Theory and Practice

  1. What are the two assumptions we make in order to believe that learning from data is feasible?

  2. What do the letters P-A-C in the PAC-learning framework mean?

  3. How many hypotheses are there in the hypothesis class of boolean literals?

  4. How many training samples are needed to achieve a generalization error tolerance of 0.1 and confidence of 90% for a hypothesis class of 4 boolean literals?

  5. Define VC Dimension.

  6. What is the VC dimension of axis-aligned rectangles?

  7. What is the VC dimension of lines (or hyperplanes)?

  8. As a rule of thumb, how many training examples do you need to get decent generalization error for an infinite hypothesis class?

  9. Explain the approximation-generalization tradeoff.

  10. Explain inductive bias.

  11. Explain the bias-variance decomposition.

  12. What is overfitting?

  13. How do you recognize when overfitting has occured?

  14. What is the primary cause of overfitting?

  15. Which models are more likely to overfit?

  16. What is regularization?

  17. What is validatation?

  18. What is cross-validation?

  19. What is the most important use of validation?

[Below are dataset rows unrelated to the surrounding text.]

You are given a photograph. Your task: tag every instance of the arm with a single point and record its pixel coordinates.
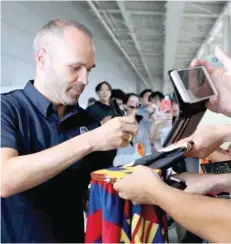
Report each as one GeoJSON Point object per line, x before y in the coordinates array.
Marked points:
{"type": "Point", "coordinates": [213, 137]}
{"type": "Point", "coordinates": [206, 217]}
{"type": "Point", "coordinates": [20, 173]}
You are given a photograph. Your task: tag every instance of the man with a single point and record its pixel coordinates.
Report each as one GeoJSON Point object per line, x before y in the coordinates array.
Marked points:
{"type": "Point", "coordinates": [119, 95]}
{"type": "Point", "coordinates": [206, 217]}
{"type": "Point", "coordinates": [141, 143]}
{"type": "Point", "coordinates": [49, 143]}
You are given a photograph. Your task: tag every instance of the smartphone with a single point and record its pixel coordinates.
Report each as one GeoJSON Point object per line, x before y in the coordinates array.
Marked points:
{"type": "Point", "coordinates": [193, 84]}
{"type": "Point", "coordinates": [165, 105]}
{"type": "Point", "coordinates": [115, 108]}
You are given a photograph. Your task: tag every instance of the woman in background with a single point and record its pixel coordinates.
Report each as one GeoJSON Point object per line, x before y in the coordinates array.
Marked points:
{"type": "Point", "coordinates": [101, 110]}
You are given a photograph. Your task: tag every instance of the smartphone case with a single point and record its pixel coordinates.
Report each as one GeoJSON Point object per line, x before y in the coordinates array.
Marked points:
{"type": "Point", "coordinates": [189, 117]}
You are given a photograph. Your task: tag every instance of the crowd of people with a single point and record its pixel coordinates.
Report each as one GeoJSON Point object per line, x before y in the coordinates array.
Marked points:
{"type": "Point", "coordinates": [50, 145]}
{"type": "Point", "coordinates": [154, 121]}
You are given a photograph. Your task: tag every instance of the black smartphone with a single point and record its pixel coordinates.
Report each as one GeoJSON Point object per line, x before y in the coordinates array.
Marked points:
{"type": "Point", "coordinates": [116, 111]}
{"type": "Point", "coordinates": [176, 183]}
{"type": "Point", "coordinates": [115, 108]}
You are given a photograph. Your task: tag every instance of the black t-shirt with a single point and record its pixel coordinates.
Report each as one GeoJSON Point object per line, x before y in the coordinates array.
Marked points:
{"type": "Point", "coordinates": [52, 211]}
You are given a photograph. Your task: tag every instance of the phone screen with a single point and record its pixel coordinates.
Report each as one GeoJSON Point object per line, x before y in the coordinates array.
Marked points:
{"type": "Point", "coordinates": [165, 105]}
{"type": "Point", "coordinates": [196, 83]}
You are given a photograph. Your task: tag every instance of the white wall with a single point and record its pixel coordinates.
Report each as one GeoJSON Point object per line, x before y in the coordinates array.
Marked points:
{"type": "Point", "coordinates": [21, 21]}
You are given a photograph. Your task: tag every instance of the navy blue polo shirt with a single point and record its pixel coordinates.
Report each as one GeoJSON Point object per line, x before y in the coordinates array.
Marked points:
{"type": "Point", "coordinates": [52, 211]}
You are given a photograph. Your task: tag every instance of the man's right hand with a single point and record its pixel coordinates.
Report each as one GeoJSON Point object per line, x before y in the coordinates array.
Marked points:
{"type": "Point", "coordinates": [117, 132]}
{"type": "Point", "coordinates": [221, 78]}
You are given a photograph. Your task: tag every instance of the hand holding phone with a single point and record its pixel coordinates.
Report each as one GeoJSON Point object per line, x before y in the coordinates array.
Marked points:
{"type": "Point", "coordinates": [193, 84]}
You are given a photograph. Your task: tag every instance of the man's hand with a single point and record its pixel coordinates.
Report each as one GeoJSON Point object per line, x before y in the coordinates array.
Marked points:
{"type": "Point", "coordinates": [221, 78]}
{"type": "Point", "coordinates": [106, 119]}
{"type": "Point", "coordinates": [139, 186]}
{"type": "Point", "coordinates": [199, 183]}
{"type": "Point", "coordinates": [117, 132]}
{"type": "Point", "coordinates": [207, 139]}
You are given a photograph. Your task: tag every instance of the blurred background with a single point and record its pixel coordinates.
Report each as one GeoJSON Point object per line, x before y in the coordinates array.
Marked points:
{"type": "Point", "coordinates": [136, 42]}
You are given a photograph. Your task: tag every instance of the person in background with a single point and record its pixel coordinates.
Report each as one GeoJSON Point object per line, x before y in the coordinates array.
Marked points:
{"type": "Point", "coordinates": [141, 143]}
{"type": "Point", "coordinates": [101, 110]}
{"type": "Point", "coordinates": [145, 108]}
{"type": "Point", "coordinates": [49, 144]}
{"type": "Point", "coordinates": [162, 120]}
{"type": "Point", "coordinates": [209, 218]}
{"type": "Point", "coordinates": [175, 109]}
{"type": "Point", "coordinates": [155, 99]}
{"type": "Point", "coordinates": [91, 101]}
{"type": "Point", "coordinates": [119, 95]}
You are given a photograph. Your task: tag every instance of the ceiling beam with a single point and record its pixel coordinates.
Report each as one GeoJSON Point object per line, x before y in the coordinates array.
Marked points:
{"type": "Point", "coordinates": [130, 27]}
{"type": "Point", "coordinates": [96, 12]}
{"type": "Point", "coordinates": [136, 12]}
{"type": "Point", "coordinates": [213, 30]}
{"type": "Point", "coordinates": [155, 13]}
{"type": "Point", "coordinates": [174, 20]}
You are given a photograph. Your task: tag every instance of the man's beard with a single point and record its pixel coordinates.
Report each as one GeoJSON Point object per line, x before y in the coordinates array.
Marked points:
{"type": "Point", "coordinates": [57, 89]}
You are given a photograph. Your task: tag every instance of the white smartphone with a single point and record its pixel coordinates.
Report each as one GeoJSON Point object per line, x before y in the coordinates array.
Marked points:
{"type": "Point", "coordinates": [193, 84]}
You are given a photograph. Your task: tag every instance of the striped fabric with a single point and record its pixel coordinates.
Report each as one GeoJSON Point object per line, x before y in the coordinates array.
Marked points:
{"type": "Point", "coordinates": [114, 220]}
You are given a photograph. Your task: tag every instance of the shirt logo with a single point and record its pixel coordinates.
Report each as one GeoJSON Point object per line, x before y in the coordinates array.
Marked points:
{"type": "Point", "coordinates": [83, 130]}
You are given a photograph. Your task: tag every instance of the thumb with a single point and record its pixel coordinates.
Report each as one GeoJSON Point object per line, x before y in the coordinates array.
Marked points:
{"type": "Point", "coordinates": [133, 113]}
{"type": "Point", "coordinates": [213, 104]}
{"type": "Point", "coordinates": [223, 57]}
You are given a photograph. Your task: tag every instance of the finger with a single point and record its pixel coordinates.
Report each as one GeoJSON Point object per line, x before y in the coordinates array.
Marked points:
{"type": "Point", "coordinates": [212, 104]}
{"type": "Point", "coordinates": [131, 128]}
{"type": "Point", "coordinates": [127, 136]}
{"type": "Point", "coordinates": [180, 176]}
{"type": "Point", "coordinates": [121, 195]}
{"type": "Point", "coordinates": [116, 186]}
{"type": "Point", "coordinates": [182, 142]}
{"type": "Point", "coordinates": [124, 144]}
{"type": "Point", "coordinates": [128, 120]}
{"type": "Point", "coordinates": [200, 62]}
{"type": "Point", "coordinates": [223, 57]}
{"type": "Point", "coordinates": [133, 113]}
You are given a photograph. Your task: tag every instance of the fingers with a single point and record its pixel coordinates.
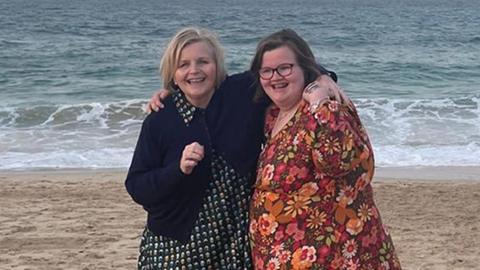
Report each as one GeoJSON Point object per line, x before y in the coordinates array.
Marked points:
{"type": "Point", "coordinates": [192, 154]}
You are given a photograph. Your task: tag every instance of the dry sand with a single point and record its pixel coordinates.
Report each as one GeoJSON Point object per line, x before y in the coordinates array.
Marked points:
{"type": "Point", "coordinates": [86, 220]}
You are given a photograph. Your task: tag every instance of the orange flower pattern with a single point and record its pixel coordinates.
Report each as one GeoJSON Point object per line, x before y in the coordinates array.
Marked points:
{"type": "Point", "coordinates": [313, 203]}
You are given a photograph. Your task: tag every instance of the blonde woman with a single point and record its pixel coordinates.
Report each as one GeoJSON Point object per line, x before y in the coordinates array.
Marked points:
{"type": "Point", "coordinates": [194, 163]}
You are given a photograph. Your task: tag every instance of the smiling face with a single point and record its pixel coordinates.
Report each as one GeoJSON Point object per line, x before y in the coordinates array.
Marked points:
{"type": "Point", "coordinates": [196, 73]}
{"type": "Point", "coordinates": [284, 91]}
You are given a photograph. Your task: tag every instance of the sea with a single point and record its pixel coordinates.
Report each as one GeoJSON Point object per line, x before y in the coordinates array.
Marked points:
{"type": "Point", "coordinates": [75, 75]}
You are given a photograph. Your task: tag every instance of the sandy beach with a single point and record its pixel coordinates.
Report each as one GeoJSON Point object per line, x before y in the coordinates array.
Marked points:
{"type": "Point", "coordinates": [86, 220]}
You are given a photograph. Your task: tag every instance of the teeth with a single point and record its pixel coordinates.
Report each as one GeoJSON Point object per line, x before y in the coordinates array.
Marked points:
{"type": "Point", "coordinates": [281, 85]}
{"type": "Point", "coordinates": [196, 80]}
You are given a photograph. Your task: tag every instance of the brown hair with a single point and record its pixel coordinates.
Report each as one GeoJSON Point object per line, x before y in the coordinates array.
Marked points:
{"type": "Point", "coordinates": [303, 55]}
{"type": "Point", "coordinates": [183, 38]}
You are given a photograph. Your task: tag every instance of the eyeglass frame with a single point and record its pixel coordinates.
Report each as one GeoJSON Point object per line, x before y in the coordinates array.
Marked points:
{"type": "Point", "coordinates": [272, 70]}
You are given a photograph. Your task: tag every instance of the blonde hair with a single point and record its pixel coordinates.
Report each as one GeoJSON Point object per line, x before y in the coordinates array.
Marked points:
{"type": "Point", "coordinates": [183, 38]}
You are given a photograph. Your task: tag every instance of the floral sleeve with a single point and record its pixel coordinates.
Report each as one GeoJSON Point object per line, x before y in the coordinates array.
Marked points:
{"type": "Point", "coordinates": [342, 147]}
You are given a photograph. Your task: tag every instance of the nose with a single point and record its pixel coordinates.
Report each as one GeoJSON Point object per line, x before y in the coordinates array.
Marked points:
{"type": "Point", "coordinates": [195, 67]}
{"type": "Point", "coordinates": [276, 75]}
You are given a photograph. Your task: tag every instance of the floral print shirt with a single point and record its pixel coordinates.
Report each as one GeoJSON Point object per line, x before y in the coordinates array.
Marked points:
{"type": "Point", "coordinates": [313, 204]}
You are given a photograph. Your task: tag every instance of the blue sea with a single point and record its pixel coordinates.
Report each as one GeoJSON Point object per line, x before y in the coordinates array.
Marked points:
{"type": "Point", "coordinates": [74, 75]}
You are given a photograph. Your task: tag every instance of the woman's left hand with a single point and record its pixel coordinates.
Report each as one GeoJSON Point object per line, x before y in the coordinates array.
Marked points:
{"type": "Point", "coordinates": [323, 89]}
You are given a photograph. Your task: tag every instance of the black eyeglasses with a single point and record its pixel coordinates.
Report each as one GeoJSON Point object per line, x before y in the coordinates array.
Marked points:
{"type": "Point", "coordinates": [283, 70]}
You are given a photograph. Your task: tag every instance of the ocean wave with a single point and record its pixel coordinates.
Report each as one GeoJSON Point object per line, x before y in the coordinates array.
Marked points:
{"type": "Point", "coordinates": [404, 132]}
{"type": "Point", "coordinates": [103, 115]}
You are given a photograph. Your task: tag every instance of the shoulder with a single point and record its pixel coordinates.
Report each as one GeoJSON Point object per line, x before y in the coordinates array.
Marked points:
{"type": "Point", "coordinates": [164, 115]}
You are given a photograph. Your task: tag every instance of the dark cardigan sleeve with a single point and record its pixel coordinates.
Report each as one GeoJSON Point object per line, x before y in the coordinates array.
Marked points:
{"type": "Point", "coordinates": [148, 181]}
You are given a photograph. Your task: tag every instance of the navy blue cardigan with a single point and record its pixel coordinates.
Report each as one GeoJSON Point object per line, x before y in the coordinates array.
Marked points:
{"type": "Point", "coordinates": [232, 124]}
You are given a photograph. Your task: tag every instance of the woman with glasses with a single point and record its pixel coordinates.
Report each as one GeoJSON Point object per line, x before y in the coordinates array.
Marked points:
{"type": "Point", "coordinates": [195, 160]}
{"type": "Point", "coordinates": [313, 205]}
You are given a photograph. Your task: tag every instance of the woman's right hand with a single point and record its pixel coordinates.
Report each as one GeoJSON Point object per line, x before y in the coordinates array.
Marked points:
{"type": "Point", "coordinates": [192, 154]}
{"type": "Point", "coordinates": [155, 102]}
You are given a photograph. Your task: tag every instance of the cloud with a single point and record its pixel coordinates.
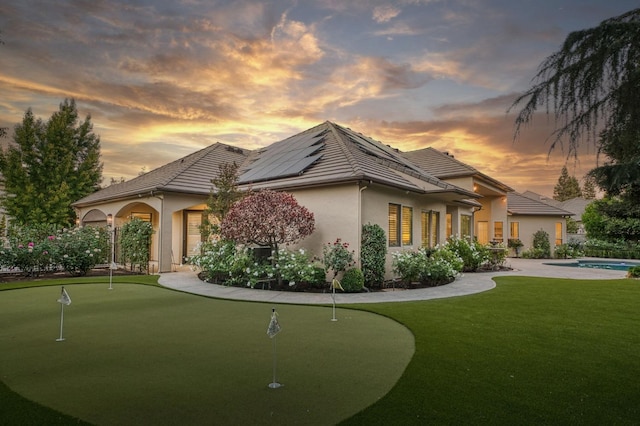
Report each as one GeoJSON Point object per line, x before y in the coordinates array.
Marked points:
{"type": "Point", "coordinates": [385, 13]}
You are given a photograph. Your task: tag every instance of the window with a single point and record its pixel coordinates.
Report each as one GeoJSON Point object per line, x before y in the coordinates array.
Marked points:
{"type": "Point", "coordinates": [498, 232]}
{"type": "Point", "coordinates": [400, 225]}
{"type": "Point", "coordinates": [145, 217]}
{"type": "Point", "coordinates": [465, 226]}
{"type": "Point", "coordinates": [435, 226]}
{"type": "Point", "coordinates": [192, 234]}
{"type": "Point", "coordinates": [407, 226]}
{"type": "Point", "coordinates": [514, 230]}
{"type": "Point", "coordinates": [394, 225]}
{"type": "Point", "coordinates": [558, 233]}
{"type": "Point", "coordinates": [430, 225]}
{"type": "Point", "coordinates": [483, 232]}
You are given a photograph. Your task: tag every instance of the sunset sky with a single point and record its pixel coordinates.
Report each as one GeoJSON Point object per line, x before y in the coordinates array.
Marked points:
{"type": "Point", "coordinates": [162, 79]}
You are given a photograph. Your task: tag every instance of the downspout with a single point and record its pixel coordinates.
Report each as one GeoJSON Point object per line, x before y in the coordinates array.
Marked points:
{"type": "Point", "coordinates": [359, 242]}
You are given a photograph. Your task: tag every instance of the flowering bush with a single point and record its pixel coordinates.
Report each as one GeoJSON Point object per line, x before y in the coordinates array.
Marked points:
{"type": "Point", "coordinates": [373, 253]}
{"type": "Point", "coordinates": [409, 264]}
{"type": "Point", "coordinates": [80, 249]}
{"type": "Point", "coordinates": [296, 269]}
{"type": "Point", "coordinates": [223, 262]}
{"type": "Point", "coordinates": [353, 281]}
{"type": "Point", "coordinates": [135, 242]}
{"type": "Point", "coordinates": [337, 256]}
{"type": "Point", "coordinates": [429, 267]}
{"type": "Point", "coordinates": [216, 259]}
{"type": "Point", "coordinates": [472, 253]}
{"type": "Point", "coordinates": [36, 249]}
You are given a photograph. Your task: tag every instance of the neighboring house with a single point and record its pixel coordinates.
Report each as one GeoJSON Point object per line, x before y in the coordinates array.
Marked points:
{"type": "Point", "coordinates": [528, 214]}
{"type": "Point", "coordinates": [576, 206]}
{"type": "Point", "coordinates": [489, 220]}
{"type": "Point", "coordinates": [345, 178]}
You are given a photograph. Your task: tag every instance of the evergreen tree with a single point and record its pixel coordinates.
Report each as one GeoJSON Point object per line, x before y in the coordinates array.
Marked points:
{"type": "Point", "coordinates": [567, 187]}
{"type": "Point", "coordinates": [224, 193]}
{"type": "Point", "coordinates": [50, 165]}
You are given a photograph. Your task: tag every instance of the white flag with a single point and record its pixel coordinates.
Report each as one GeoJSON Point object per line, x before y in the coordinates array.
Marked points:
{"type": "Point", "coordinates": [274, 326]}
{"type": "Point", "coordinates": [64, 297]}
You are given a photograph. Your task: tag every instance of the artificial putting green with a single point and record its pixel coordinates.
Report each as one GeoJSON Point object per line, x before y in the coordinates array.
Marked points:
{"type": "Point", "coordinates": [146, 355]}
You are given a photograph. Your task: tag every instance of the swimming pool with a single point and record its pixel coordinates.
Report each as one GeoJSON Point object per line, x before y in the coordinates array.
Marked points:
{"type": "Point", "coordinates": [616, 265]}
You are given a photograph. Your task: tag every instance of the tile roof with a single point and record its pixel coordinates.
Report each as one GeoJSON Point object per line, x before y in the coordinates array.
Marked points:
{"type": "Point", "coordinates": [190, 174]}
{"type": "Point", "coordinates": [520, 204]}
{"type": "Point", "coordinates": [445, 166]}
{"type": "Point", "coordinates": [348, 156]}
{"type": "Point", "coordinates": [344, 156]}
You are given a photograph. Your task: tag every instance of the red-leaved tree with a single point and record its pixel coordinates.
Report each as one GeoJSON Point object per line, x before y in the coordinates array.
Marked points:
{"type": "Point", "coordinates": [267, 218]}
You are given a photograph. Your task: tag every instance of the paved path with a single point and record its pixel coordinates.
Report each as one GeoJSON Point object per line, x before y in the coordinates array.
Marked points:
{"type": "Point", "coordinates": [470, 283]}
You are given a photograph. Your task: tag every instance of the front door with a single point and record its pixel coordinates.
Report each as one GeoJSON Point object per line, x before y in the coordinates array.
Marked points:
{"type": "Point", "coordinates": [192, 236]}
{"type": "Point", "coordinates": [483, 232]}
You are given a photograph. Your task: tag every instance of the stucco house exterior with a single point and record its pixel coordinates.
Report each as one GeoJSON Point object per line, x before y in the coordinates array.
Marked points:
{"type": "Point", "coordinates": [528, 214]}
{"type": "Point", "coordinates": [345, 178]}
{"type": "Point", "coordinates": [488, 221]}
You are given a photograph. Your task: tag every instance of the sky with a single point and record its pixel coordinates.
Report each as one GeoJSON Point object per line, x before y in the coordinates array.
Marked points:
{"type": "Point", "coordinates": [164, 78]}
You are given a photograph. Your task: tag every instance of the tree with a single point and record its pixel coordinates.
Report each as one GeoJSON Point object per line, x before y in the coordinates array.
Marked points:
{"type": "Point", "coordinates": [49, 166]}
{"type": "Point", "coordinates": [224, 193]}
{"type": "Point", "coordinates": [567, 187]}
{"type": "Point", "coordinates": [267, 218]}
{"type": "Point", "coordinates": [591, 80]}
{"type": "Point", "coordinates": [589, 188]}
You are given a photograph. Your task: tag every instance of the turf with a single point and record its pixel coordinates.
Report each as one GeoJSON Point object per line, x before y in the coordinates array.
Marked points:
{"type": "Point", "coordinates": [148, 355]}
{"type": "Point", "coordinates": [531, 351]}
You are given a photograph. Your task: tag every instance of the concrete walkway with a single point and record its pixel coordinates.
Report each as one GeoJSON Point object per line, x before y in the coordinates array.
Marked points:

  20. What is Occam’s Razor?

  21. What is sampling bias?

  22. What is data snooping?

Turn-in Procedure

Write up your homework in a format that can be converted to a PDF file (like LaTeX) and name the PDF file theory-practice.pdf. Submit your theory-practice.pdf file on Canvas as an attachment. When you’re ready, double-check that you have submitted and not just saved a draft.

Verify the Success of Your Submission to Canvas

Practice safe submission! Verify that your HW files were truly submitted correctly, the upload was successful, and that your program runs with no syntax or runtime errors. It is solely your responsibility to turn in your homework and practice this safe submission safeguard.